It’s fair to say that John Cooper Clarke has changed the face poetry over the years with verse about everyday stuff, comedy, a Salfordian machine gun style delivery and an iconic look of spikes hair, sunglasses and a self-described appearance as a “malnourished silhouette”.
From his Higher Broughton roots, which provided the inspiration for some of his best known poems, Beasley Street and Chickentown, Johnny has gone on to be an Honorary Doctor at Salford University and in 2023 was given the freedom of the city of Salford as one of its most famous sons.
Meanwhile, the verses have kept on coming, with his last book, The Luckiest Guy Alive (with a cover by pop artist Peter Blake) being lauded by the likes of Kate Moss, Steve Coogan and Paul McCartney, who said “long may his slender frame and spiky top produce words and deeds that keep us on our toes and alive to the wonders of the world…”

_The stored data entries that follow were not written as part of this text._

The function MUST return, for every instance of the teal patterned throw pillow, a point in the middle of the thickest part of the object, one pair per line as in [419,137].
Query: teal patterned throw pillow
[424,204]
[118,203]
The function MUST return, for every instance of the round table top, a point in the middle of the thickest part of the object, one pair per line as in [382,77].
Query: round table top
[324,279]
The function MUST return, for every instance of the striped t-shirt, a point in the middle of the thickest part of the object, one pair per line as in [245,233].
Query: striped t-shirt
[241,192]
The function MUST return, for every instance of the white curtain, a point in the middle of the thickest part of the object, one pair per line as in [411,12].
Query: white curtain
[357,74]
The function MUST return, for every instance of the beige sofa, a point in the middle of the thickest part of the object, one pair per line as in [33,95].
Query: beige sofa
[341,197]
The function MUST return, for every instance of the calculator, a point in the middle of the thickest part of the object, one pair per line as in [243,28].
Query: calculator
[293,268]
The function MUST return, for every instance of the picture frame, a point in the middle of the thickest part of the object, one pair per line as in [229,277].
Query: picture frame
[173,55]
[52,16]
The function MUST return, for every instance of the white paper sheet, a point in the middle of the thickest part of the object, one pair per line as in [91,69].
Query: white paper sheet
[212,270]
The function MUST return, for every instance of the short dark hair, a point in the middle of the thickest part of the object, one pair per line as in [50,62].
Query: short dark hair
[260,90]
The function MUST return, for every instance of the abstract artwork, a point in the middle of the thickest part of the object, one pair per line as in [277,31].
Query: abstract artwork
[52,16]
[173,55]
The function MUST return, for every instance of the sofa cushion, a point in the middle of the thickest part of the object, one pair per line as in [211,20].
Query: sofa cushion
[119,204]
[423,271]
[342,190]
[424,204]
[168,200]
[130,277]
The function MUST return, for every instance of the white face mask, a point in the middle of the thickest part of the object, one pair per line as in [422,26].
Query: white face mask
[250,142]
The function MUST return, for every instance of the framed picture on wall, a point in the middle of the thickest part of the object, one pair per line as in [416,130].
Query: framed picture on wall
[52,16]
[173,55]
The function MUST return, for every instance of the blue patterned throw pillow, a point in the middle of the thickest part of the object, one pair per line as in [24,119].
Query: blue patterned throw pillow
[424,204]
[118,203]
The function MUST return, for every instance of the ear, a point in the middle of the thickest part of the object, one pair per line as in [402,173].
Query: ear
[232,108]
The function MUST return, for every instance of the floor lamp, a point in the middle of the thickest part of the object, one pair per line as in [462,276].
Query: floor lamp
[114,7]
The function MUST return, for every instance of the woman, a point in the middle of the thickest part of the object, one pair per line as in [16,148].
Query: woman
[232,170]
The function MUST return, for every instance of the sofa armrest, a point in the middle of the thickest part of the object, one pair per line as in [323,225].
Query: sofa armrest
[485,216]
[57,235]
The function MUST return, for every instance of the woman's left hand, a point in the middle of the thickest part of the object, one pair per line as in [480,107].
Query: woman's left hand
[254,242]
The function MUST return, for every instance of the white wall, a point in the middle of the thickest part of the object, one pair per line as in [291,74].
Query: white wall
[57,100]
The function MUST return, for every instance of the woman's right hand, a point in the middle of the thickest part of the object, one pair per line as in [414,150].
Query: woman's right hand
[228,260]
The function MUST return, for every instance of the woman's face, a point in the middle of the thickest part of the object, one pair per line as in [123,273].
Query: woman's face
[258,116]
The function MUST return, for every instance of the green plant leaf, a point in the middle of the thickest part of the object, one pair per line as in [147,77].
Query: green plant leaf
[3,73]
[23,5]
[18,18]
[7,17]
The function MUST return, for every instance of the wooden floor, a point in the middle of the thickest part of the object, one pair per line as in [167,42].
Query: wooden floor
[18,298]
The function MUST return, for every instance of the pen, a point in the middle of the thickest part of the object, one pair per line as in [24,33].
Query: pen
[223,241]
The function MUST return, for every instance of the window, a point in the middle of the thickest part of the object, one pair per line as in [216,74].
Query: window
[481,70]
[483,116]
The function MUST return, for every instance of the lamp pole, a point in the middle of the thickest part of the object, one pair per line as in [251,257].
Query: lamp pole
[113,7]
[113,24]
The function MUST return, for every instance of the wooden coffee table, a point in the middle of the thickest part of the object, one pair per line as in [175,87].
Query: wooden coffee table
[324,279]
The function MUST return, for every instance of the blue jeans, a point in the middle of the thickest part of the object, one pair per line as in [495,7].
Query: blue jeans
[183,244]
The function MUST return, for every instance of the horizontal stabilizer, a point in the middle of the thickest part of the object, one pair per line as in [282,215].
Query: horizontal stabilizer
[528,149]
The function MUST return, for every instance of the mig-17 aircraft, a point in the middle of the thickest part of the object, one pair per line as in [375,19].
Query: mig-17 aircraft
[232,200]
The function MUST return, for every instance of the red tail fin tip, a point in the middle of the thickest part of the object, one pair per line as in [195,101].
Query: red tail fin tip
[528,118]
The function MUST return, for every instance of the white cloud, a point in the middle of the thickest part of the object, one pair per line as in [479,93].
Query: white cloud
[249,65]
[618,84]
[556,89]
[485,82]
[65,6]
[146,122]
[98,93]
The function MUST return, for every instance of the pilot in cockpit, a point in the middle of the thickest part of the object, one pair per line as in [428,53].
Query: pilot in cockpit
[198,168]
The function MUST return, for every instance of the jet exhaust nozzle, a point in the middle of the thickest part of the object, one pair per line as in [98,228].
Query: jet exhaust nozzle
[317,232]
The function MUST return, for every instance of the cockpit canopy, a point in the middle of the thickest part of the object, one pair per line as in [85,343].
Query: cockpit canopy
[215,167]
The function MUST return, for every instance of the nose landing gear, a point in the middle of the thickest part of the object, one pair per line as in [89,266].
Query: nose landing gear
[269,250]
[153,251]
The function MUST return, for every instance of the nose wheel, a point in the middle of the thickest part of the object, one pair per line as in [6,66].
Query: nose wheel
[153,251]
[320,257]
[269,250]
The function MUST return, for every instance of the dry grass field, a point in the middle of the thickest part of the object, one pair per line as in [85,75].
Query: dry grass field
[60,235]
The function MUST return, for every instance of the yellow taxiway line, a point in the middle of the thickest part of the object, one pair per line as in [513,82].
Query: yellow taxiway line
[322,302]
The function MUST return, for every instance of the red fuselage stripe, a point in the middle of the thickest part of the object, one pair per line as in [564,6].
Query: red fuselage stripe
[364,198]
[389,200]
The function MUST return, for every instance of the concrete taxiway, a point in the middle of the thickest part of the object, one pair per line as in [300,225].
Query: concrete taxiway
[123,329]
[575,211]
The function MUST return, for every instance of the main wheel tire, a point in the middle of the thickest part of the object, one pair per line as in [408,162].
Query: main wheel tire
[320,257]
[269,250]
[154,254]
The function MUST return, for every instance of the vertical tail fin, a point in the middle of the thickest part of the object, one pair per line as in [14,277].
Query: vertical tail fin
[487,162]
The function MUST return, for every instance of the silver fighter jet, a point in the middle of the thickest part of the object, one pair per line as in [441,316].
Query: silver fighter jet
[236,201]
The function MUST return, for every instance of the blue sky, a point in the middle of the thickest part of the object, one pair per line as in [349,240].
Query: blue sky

The book was the first for over three decades, after Ten Years In An Open Necked Shirt, and was followed by his must-read autobiography, I Wanna Be Yours, named after the poem which ended up on the GCSE English Literature syllabus… “My poems are never finished, only abandoned” he wrote in the book, which details his life from being a lab technician at Salford Tech, to doing adverts for Sugar Puffs – ‘serious pop art’ – and his near death experiences with drugs.